Ее трясет. Соленые капли разлетаются в стороны, а от тела исходит пугающе ледяная вибрация. Она пылает и мерзнет одновременно. Налет безумия в лазурных колодцах парализует и не дает двинуться.
Ей плохо.
Лене плохо.
Очень больно. Из-за меня.
Готов провалиться сквозь землю, лишь бы отмотать время назад. Идиот, блядь. Непроходимый дебил.
Я сделал именно то, чего боялся. Ранил женщину, которую люблю больше жизни.
Которая любит меня, несмотря ни на что.
— Ну, смотри! — выплевывает, расцарапывая мои ладони. Лягается и кружится с шипением растревоженной змеей в кольце рук. — Наслаждайся! Так тебе понятно, дебила кусок?! Нравится смотреть, как я мучаюсь?! Ненавижу тебя, ублюдок! Не-на-ви-жу!

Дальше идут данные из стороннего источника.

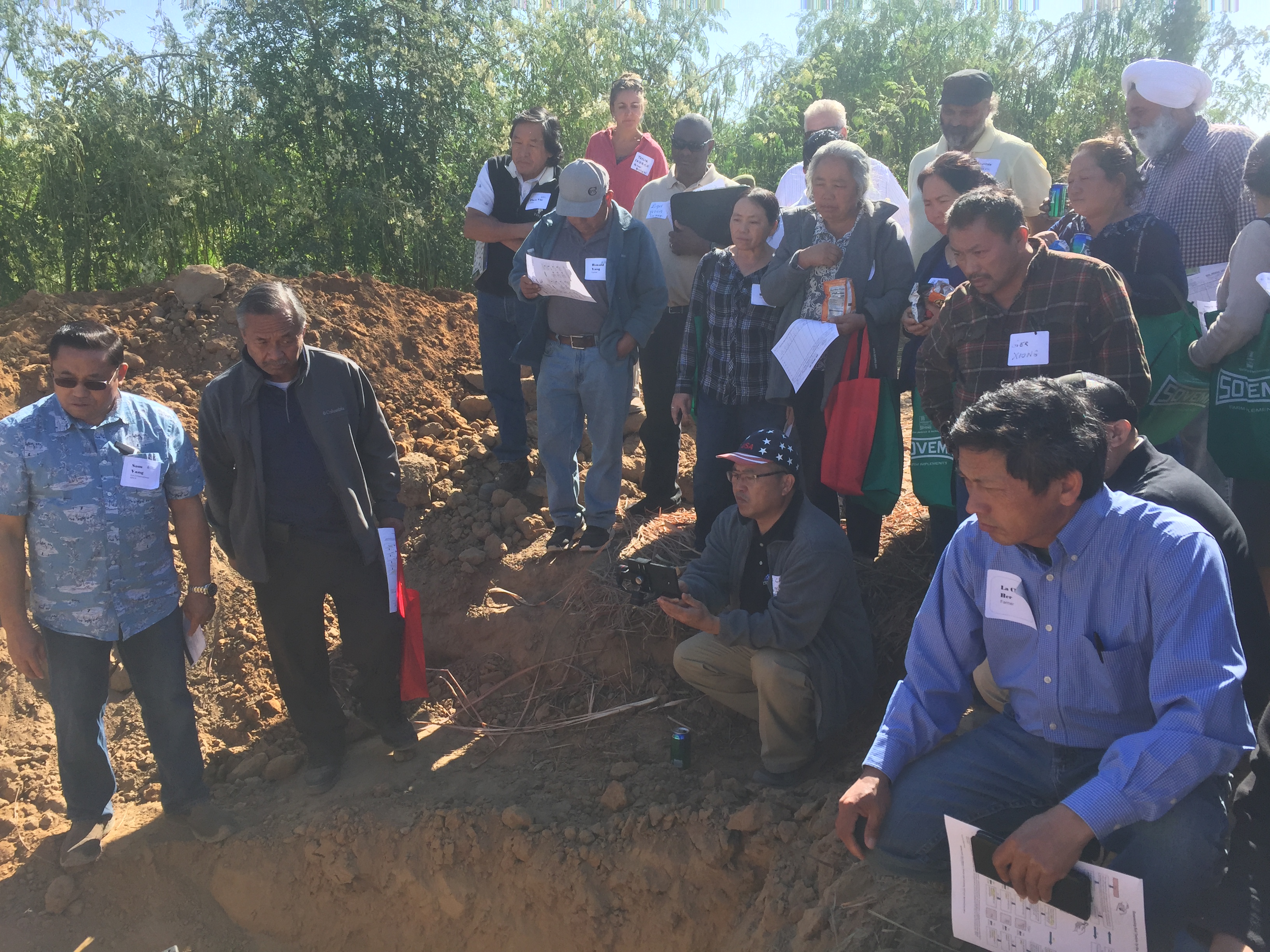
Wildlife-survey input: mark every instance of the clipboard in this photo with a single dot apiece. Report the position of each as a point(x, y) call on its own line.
point(708, 212)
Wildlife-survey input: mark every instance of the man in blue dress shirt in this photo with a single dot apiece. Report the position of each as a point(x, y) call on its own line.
point(1109, 620)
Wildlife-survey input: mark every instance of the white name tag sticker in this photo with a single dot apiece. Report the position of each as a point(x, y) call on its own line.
point(990, 167)
point(1004, 600)
point(140, 472)
point(1029, 350)
point(660, 210)
point(642, 164)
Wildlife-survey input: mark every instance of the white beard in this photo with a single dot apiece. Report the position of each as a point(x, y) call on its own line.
point(1160, 138)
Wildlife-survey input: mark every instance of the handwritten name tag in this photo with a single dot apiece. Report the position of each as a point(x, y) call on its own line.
point(140, 472)
point(1029, 350)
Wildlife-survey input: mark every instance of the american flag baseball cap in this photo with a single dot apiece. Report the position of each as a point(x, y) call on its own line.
point(766, 447)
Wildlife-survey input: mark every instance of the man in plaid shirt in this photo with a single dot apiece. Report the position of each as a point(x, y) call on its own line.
point(1024, 312)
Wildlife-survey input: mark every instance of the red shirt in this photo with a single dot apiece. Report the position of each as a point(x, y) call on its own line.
point(624, 179)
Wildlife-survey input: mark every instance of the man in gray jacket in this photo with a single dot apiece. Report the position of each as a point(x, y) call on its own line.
point(783, 631)
point(302, 474)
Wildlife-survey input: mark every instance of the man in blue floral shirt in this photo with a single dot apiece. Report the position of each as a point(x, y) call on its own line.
point(88, 478)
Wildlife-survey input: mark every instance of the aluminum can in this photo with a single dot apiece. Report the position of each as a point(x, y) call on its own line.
point(1058, 200)
point(681, 748)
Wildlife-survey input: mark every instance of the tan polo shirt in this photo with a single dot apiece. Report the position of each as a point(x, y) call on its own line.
point(1011, 162)
point(649, 208)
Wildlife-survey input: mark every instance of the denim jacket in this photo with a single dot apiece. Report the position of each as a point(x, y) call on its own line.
point(637, 287)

Лена шмыгает носом и снова что-то орет, а я под визг тормозящего поезда, сползаю на пол. Потому что не могу больше смотреть. Ударяюсь коленями о деревянную поверхность пола и прижимаюсь к ней.
Новая пощечина обжигает лицо, когда утыкаюсь лбом в плоский живот. Плевать, как выглядит. Пусть делает, что хочет. Стискиваю бедра, трусь щетиной о белую ткань под градом сыплющихся на меня ударов.
— Пустил меня! Быстро пусти, Шершнев, а то я за себя не ручаюсь! — ерзает взбесившейся кошкой и, зашипев, дергается.
Колотит по всему, куда может достать. Лицо, глаза, шея, грудь. Выкручивается и вырывается, раздирая меня на куски. Новые удары сыпятся медленнее, пока, наконец, не сходят на нет. Лена недовольно сопит, а я погружаюсь в транс из бешеного биения ее сердца.
Прохладная ладонь опускается на затылок. Тонкие пальцы неспешно перебирают волосы, а я чувствую, как пустота внутри стремительно наполняется ее присутствием. Нежусь, словно маленький котенок, который, наконец, обрел дом.
— У нас будет ребенок, — вздыхает она со всхлипом. — Двое. Тебе со мной в больницу надо съездить, анализы сдать.
— Съездим, — судорожно сглатываю сквозь сведенное судорогой горло и старательно прогоняю зудящие в голове мысли.
Я плохо ассоциирую себя с ролью отца. Понятия не имею, как себя вести. У Жени получается легко и непринужденно, будто он сразу родился таким. А у меня что? Футболка липнет к спине, но под диафрагмой разливается бетонная уверенность.
Она застывает с каждым Лениным вздохом. Справлюсь как-нибудь. Потому что очень хочу видеть наше с Леной продолжение.
Их еще нет, а я уже их люблю. Странное чувство, но приятное до дрожи.